Del urinario de Duchamp a la palangana de Redford
Por María J. Pérez , 3 noviembre, 2015
No recuerdo el número exacto de veces que he visto Memorias de África, pero sí que puedo recitar de carrerilla, sin equivocarme ni en una coma, las frases que más me han dejado huella y, por supuesto, recrearme en la escena, para mi gusto de las más eróticas del cine de todos los tiempos, en la que Robert Redford, con palangana y jarra en ristre, derramaba un torrente de agua tibia a la vez que aclaraba las ideas tórridas que se le pasaban por la cabeza a Meryl Streep en un campamento improvisado en medio de la sabana de Kenia.
Me cuenta una amiga de la infancia -de juventud y madurez también- que ella ha tenido, en sus innumerables viajes, escenas tan intensas como la protagonizada por Redford y Streep. Un momento casi místico que me falta tiempo para describir en cualquier ocasión y sin venir a cuento. Yo la envidio a la vez que le digo que me cuente, con detalle a ser posible, esos instantes de sumo recogimiento, pero aunque insisto, ella calla, no suelta prenda. Debe ser uno de esos lapsus que rozan el éxtasis.
Y es que Robert se valía de cualquier objeto para convertir en arte una cotidiana secuencia que por sí misma rallaba lo intrascendente. Pero él, al más puro estilo de Marcel Duchamp y su famoso urinario, con el que manifiesta la creación artística como ejercicio de la voluntad, lo equipara a la belleza más pura por el solo hecho de evocarla.
Un simple orinal de porcelana que el vanguardista francés envió a una exposición en Nueva York en 1917, con el título de Fuente, es una de las obras de arte más influyentes del siglo XX, con la que demuestra, al igual que lo hizo Robert, que cualquier objeto puede considerarse una obra de arte con tal de que el artista la sitúe en el contexto adecuado.

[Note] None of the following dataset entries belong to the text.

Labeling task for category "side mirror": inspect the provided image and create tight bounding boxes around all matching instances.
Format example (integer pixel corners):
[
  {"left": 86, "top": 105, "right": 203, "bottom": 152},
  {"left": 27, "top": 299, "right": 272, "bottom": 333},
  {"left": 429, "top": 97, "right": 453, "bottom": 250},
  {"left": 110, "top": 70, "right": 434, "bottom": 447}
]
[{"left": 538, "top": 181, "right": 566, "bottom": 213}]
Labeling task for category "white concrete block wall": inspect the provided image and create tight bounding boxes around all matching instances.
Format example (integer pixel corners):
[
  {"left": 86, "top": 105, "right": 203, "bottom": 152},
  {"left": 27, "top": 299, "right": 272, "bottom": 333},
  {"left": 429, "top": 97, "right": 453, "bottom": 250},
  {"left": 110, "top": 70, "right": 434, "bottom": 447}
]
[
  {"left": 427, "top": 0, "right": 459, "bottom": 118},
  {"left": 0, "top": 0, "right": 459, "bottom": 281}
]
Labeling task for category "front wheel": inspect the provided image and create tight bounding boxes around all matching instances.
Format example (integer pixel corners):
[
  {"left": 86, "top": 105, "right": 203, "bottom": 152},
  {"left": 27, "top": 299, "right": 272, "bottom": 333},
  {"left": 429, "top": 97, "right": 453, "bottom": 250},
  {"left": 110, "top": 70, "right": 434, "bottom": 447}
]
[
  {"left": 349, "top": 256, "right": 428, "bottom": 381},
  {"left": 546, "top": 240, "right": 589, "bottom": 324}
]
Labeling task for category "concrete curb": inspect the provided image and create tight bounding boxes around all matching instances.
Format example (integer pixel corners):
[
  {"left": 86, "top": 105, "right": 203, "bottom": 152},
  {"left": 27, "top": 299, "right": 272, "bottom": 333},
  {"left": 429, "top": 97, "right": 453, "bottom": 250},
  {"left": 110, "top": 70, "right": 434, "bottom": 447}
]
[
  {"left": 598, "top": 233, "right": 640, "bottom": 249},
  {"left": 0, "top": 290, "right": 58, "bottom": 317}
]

Y así es como el actor encandilaba, a base de loza, de un gramófono en el que Mozart despliega su prodigioso Concierto para Clarinete y Orquesta o de un delicado bolígrafo que entrega a la baronesa Blixen para que escribiera esas historias que sólo Isak Dinesen, pseudónimo literario de Karen von Blixen, sabía reflejar.
Qué buenos momentos debieron pasar allí, al este del África subsahariana, entre leonas ávidas de destrozar una historia de amor tan romántica como frágil, porque todo lo bueno y auténtico tiene fecha de caducidad.
A sus 78 años, el galán que le susurró a los caballos, paseó descalzo por el parque con una jovencísima Jane Fonda, que fue tal como era con Barbra Streisand, además de forjar su destino y planear un golpe junto a su buen amigo Paul Newman, ha vuelto a la escena cinematográfica con un film que se estrena el próximo mes: Un paseo por el bosque (A walk in the Woods), adaptación del libro de memorias de Bill Bryson, coprotagonizado, a falta de Newman, con Nick Nolte.
Dicen que el que tuvo retuvo y si puede aseverarse rotundamente respecto a su personalidad y dotes interpretativas, no puede decirse lo mismo en cuanto a su atractivo físico que ha quedado sepultado, como la tumba de Dennis Finch-Hatton, en las colinas de Ngong, por el inexorable transcurso del tiempo y por el paso por quirófano, seguramente en más de una ocasión, para borrar las huellas de la edad.
Y ahora, desprovisto ya de su palangana –a saber dónde estará, porque si apareciera más de una pagaría un sobreprecio en cualquier subasta de esos locos excéntricos que por un pelo de Elvis Presley están dispuestos a dejarse una fortuna- sus capacidades de seducción han dejado vía libre en pro de la interpretación sin más, a secas.
Brindemos pues por la cándida adolescencia como en su día, hace 30 años, lo hicieran los protagonistas de mi película favorita. Ese estado que parece nunca marchitarse, unos observándola desde una avioneta donde enfocar la realidad sin involucrarse en la rutina y preservando sobre todo la independencia, otros desde la tierra, más racionales, entre plantaciones, porcelanas de Limoges y kikuyus.